Friday, September 4, 2015


Aug 4th Donald Trump

As everyone must know by now, Donald Trump has signed the required pledge not to run as an independent. The man has power; Reince Priebus, the RNC chairman came all the way from Washington D.C. to confer with Trump at the famous Trump Tower after which Trump held a press conference. He waved a copy of the unenforceable pledge he had signed in which he agreed to support whoever is nominated and not to run as a third party candidate.

Of course he did; why not? He is leading big time in all polls except Iowa where the fundamentalist retired neurosurgeon, Ben Carson, is tied with him. Being a fundamentalist in Iowa and not being a politician is worth several points. Some of these seriously church going folks may not have been willing to laugh off Trump’s comments about “not needing forgiveness because if I do something bad I fix it myself.” There was also this gem when Trump said of the Sacrament, “I take my little glass of wine…and eat my little cracker.” For devout Christians who believe that the wine symbolizes the blood of Christ and the wafer his flesh this skirts blasphemy but doesn’t skirt it by very much. Who should be surprised that Trump, in Iowa, is head to head with a man who claims that evolution is a myth?

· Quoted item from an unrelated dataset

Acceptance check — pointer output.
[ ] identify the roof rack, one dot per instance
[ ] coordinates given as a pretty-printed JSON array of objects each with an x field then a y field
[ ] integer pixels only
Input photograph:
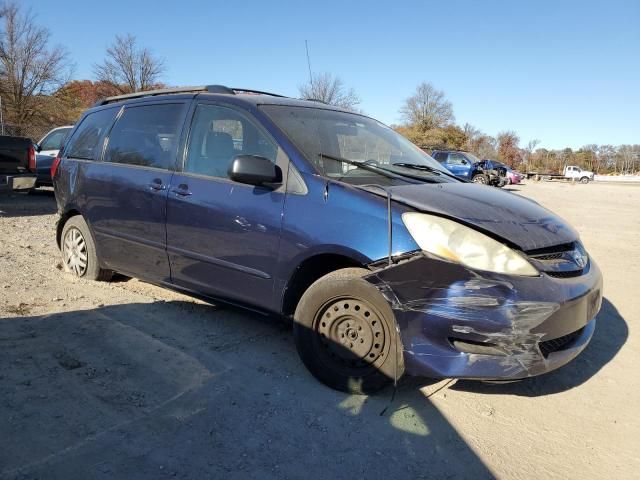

Other than Iowa which might be close, Trump is ahead everywhere, Why not sign this pledge if it looks fairly certain that he’s going to win the nomination?  If he runs as an Independent he faces enormous challenge and much expense trying to get on the ballot in many states. On the other hand his appeal relies heavily on his thumbing his nose at convention and authority; signing this pledge like a good little boy doesn’t fit that image at all.  Even so I doubt that this move will damage his popularity. We’ll see when the next polls appear.

Yesterday on a radio show Trump was interviewed by a host, Hugh Hewitt, a conservative, who asked him if he was familiar with the names of some Middle Eastern leaders. The host then named the leader of Quod, Hassem Soleimani, and Trump was stumped. Then Hewitt explained that he was the leader of Quod and Trump thought he heard “Kurds” and responded accordingly. A fuming Trump later complained that it was a “gotcha” question and some intellectuals like Laura Ingalls heartily agreed.  Hewitt said that he has asked tough questions of all his interviewees; he is a graduate of the University of Michigan and of Harvard Law School so maybe he expects more from candidates who hope to be President of the United States.

So what constitutes a gotcha question? It is a question designed to make its target look foolish when they can’t answer it. If the target can’t answer a question, any question, then the target will label that a gotcha question, witness Katie Couric asking Sarah Palin what periodicals she read. When Palin blew it she labeled it a gotcha question. A candidate once asked himself what turned out to be a gotcha question. Governor Perry, running for President in 2012, said he would shut down three government cabinets; then, virtually asking himself the question, which ones, tried to name them and could only name two. His failure to answer his own question helped doom his candidacy.